Es ist schon komisch, wenn sich 80 Menschen in einem Festzelt unterhalten, zuprosten und singen – und es ist mucksmäuschenstill. Es ist so absurd – und leise, dass ich immer wieder breit grinsen muss. Aber das macht nichts, im Gegenteil, das passt gut.
Wir, die nonverbal „Stimmung“ machen, sind 80 Komparsen eines ARD-Fernsehfilms, der irgendwann in den nächsten Monaten zu sehen sein wird. Unsere Aufgabe in Thalkirchdorf: Festzeltbesucher des Viehscheids mimen.
Komparsen kommen nicht einfach, sie werden gebucht. Diejenigen, die an diesem Tag dabei sind, haben eine Vereinbarung mit der Agentur Producer’s Friend aus München, sind dort mit Foto gelistet. „Wir sollten pünktlich und geschminkt sein, Tracht und, wenn möglich, eine Flechtfrisur tragen“, sagt Studentin Marei Kühn (20) aus Thalkirchdorf.

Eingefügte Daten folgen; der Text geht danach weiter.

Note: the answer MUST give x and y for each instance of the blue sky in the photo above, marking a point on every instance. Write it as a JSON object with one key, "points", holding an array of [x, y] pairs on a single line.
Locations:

Die Komparsen bekommen an diesem Zehn-Stunden-Tag (bis ein Uhr nachts) um die 100 Euro. „Früher war das anders“, sagt mein Bierbank-Nachbar Günter Draxler (57) aus Laichingen. „Da hast du 30 Mark in die Hand gedrückt bekommen, das war’s“. Heute aber, da müsse gesetzlicher Mindestlohn bezahlt werden. Im Vertrag muss die Sozialversicherungsnummer und die Krankenkasse angegeben werden. Sehr bürokratisch.
Daheim in den Bergen: So liefen die Dreharbeiten
In den kurzen Drehpausen ist Zeit, sich flüsternd zu unterhalten. Um uns herum sind Kameramänner, Toningenieure, Regie- sowie Tonassistenten, und junge professionelle Schauspieler wie Catherine Bode, auf die der Fokus liegt. Wir sind bei jedem Dreh der stimmungsvolle Hintergrund. Müssen aber mucksmäuschenstill sein. Vielleicht wird später ein Bierzeltgegrummel unterlegt?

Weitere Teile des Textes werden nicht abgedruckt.